To set the timezone on a RHEL 7 server (UTC is recommended for servers):

# List available timezones
timedatectl list-timezones | grep America

# Set a specific timezone
sudo timedatectl set-timezone America/New_York

# Or set UTC
sudo timedatectl set-timezone UTC

To enable or disable NTP synchronization via timedatectl (when Chrony is managing NTP, this should remain enabled):

sudo timedatectl set-ntp true

Step 7: Open the Firewall for NTP (If Acting as an NTP Server)

If this RHEL 7 machine is acting as an NTP server for other clients on your network, you need to open UDP port 123 in firewalld:

sudo firewall-cmd --permanent --add-service=ntp
sudo firewall-cmd --reload
sudo firewall-cmd --list-services

Also ensure the allow directive is set in /etc/chrony.conf to permit client access from your subnet.

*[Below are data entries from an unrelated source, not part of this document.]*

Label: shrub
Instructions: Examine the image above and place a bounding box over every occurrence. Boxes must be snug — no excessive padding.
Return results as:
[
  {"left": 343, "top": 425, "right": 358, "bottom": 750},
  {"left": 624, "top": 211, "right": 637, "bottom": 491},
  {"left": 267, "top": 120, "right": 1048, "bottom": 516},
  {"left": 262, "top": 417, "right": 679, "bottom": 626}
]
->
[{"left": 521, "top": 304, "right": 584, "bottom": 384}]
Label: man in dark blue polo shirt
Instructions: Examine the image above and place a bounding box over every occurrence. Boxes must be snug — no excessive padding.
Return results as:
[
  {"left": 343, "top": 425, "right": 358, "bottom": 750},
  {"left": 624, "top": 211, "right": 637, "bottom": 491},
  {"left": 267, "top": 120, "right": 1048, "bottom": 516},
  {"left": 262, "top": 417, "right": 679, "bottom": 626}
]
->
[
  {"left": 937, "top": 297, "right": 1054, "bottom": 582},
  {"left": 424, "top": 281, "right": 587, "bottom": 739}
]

Time synchronization with Chrony on RHEL 7 is straightforward once you understand the configuration file, the chronyc commands, and how timedatectl integrates with the NTP layer. A well-synchronized clock is one of those invisible services that you only notice when it breaks — taking the time to configure it properly prevents a wide class of subtle, hard-to-diagnose issues across your infrastructure.